Démographie jeune, sous-bancarisation, méga-projets d'infrastructure... mais aussi risque géopolitique, liquidité faible et Dutch Disease. Le guide complet pour évaluer le potentiel et les pièges de l'investissement dans la région MENA.
La région MENA (Middle East & North Africa) est souvent sous-représentée dans les portefeuilles internationaux. Pourtant, elle offre des opportunités structurelles uniques que l'on ne retrouve dans aucune autre région du monde. Voici les six piliers fondamentaux de l'attractivité MENA.
La région MENA compte environ 400 millions d'habitants, avec un âge médian de 25 à 30 ans selon les pays — contre 43 ans en Europe et 38 ans aux États-Unis. Cette jeunesse est un moteur de croissance économique à long terme : plus de consommateurs, plus de main-d'oeuvre, plus d'innovation.
Quand la proportion de la population en âge de travailler (15-64 ans) augmente par rapport aux personnes à charge (enfants et retraités), le pays bénéficie d'un "dividende démographique". C'est exactement ce qui a propulsé la croissance asiatique dans les années 1970-2000 (Japon, Corée du Sud, Chine). La région MENA est au début de ce même cycle. Les entreprises qui ciblent cette démographie (banques, télécoms, e-commerce, éducation) sont les mieux positionnées.
Entre 50% et 70% de la population MENA n'a pas de compte bancaire formel. C'est un océan bleu pour les fintechs, les banques mobiles et les solutions de paiement digital. Par comparaison, le taux de bancarisation dépasse 95% en Europe et 93% aux États-Unis.

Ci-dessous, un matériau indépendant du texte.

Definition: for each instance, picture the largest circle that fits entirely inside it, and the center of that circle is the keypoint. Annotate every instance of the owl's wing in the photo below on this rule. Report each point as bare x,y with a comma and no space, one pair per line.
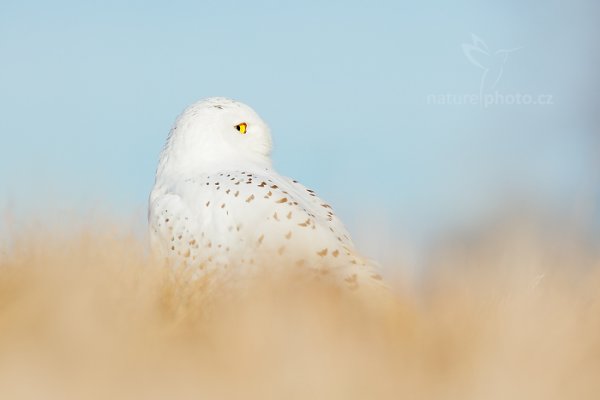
247,218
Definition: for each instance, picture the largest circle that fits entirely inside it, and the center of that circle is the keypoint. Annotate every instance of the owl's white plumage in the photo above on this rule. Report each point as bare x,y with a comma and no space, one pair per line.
218,205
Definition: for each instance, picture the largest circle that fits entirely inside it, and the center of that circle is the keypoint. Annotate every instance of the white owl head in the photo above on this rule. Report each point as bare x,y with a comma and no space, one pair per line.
216,134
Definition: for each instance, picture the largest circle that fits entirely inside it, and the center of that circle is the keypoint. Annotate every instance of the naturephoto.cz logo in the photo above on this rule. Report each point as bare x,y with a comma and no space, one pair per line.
491,65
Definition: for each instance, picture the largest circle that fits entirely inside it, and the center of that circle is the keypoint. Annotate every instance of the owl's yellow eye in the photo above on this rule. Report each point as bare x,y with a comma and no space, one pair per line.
242,128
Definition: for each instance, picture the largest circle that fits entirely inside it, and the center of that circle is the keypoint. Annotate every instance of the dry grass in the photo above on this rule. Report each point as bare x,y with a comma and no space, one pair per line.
86,315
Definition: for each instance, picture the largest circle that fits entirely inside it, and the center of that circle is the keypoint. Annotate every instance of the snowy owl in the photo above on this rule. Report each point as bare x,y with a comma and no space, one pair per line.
218,205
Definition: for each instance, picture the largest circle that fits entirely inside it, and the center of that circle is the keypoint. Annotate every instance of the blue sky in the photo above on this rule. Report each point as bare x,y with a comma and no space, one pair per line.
88,92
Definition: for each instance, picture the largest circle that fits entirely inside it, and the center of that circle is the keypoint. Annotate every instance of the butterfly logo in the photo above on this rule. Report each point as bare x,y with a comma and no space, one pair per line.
492,63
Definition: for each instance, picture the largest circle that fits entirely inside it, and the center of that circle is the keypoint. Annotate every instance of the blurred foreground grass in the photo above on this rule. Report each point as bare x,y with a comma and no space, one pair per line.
85,315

| Pays | Taux de bancarisation | Pénétration mobile | Opportunité fintech |
|---|---|---|---|
| Maroc | 53% | 128% | Très forte |
| Égypte | 33% | 95% | Massive |
| Tunisie | 37% | 120% | Très forte |
| Algérie | 43% | 110% | Forte (régulée) |
| Arabie Saoudite | 74% | 170% | Modérée |
| Émirats Arabes Unis | 88% | 200% | Mature |
Fawry, le réseau de paiement égyptien, est passé de 0 à 40 millions d'utilisateurs en captant les non-bancarisés. Son IPO au Caire en 2019 a connu un succès spectaculaire (+125% le premier jour). L'entreprise traite aujourd'hui plus de 5 millions de transactions par jour. C'est la preuve que la sous-bancarisation est une opportunité d'investissement concrète.

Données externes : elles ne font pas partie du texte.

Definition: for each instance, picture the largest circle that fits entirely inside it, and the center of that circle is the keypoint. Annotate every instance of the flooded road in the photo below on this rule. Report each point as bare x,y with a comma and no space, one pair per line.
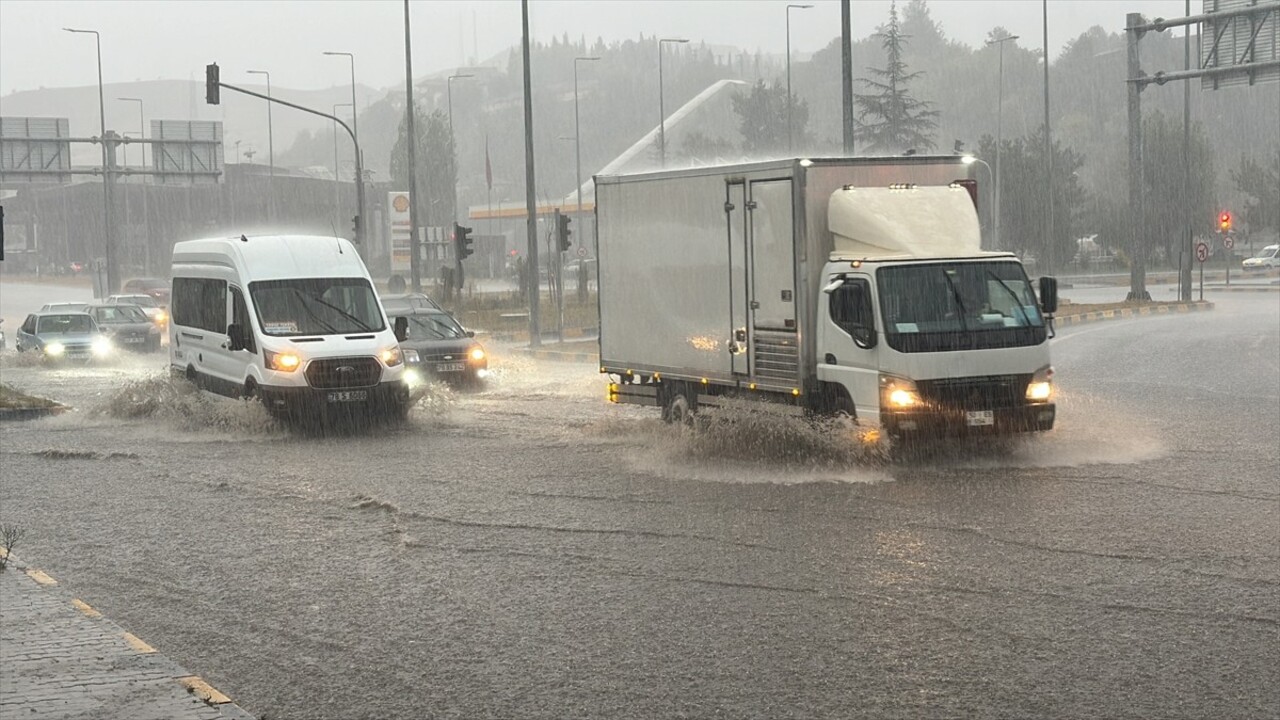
531,551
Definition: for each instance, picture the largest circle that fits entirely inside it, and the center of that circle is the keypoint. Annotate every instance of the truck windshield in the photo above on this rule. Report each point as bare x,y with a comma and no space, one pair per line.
309,306
942,306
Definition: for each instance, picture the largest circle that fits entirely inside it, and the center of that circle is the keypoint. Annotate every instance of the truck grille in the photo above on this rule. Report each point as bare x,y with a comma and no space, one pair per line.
976,393
776,356
344,372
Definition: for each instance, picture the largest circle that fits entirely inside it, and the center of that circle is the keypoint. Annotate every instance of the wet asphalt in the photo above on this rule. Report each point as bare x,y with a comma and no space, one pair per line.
530,551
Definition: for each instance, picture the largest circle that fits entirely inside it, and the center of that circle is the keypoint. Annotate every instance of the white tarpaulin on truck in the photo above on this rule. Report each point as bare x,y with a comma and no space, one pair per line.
913,222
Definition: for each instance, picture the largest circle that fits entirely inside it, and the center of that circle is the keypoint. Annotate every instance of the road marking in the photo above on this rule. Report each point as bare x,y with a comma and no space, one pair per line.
85,607
40,577
137,643
204,691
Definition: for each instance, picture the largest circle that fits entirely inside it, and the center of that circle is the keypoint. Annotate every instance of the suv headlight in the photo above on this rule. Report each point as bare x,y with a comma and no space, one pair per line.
1041,388
899,392
283,361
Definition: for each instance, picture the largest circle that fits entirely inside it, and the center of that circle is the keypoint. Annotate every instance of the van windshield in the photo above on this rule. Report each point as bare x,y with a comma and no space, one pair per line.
307,306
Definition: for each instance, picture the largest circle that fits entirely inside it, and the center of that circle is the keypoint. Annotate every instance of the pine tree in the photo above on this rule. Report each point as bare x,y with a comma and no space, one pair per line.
888,118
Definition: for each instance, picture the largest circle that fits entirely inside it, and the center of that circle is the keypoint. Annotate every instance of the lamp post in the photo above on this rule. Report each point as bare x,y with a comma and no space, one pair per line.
1000,115
109,242
790,103
270,147
577,142
662,110
355,131
972,159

La région MENA connaît une urbanisation accélérée avec des projets pharaoniques qui n'ont aucun équivalent dans le monde. Ces projets créent une demande massive en matériaux de construction, en services, en technologie et en main-d'oeuvre.
Ville futuriste de 170 km de long dans le désert. Incluant THE LINE (miroir linéaire), Oxagon (port industriel), Trojena (station de ski). Horizon 2030-2040.
Nouvelle capitale administrative à 45 km du Caire. 700 km², 6,5 millions d'habitants visés. Tour emblématique de 385 m (la plus haute d'Afrique).
Paradoxalement, les pays pétroliers du Golfe sont parmi les plus gros investisseurs au monde dans les énergies renouvelables. Le Maghreb, avec son ensoleillement exceptionnel, est aussi en première ligne de la révolution solaire.
Le tourisme est un pilier de diversification économique. Le Maroc accueille déjà 14 millions de touristes par an et vise 17,5 millions d'ici 2028. L'Arabie Saoudite, historiquement fermée, a lancé des visas touristiques en 2019 et vise 100 millions de visiteurs annuels d'ici 2030.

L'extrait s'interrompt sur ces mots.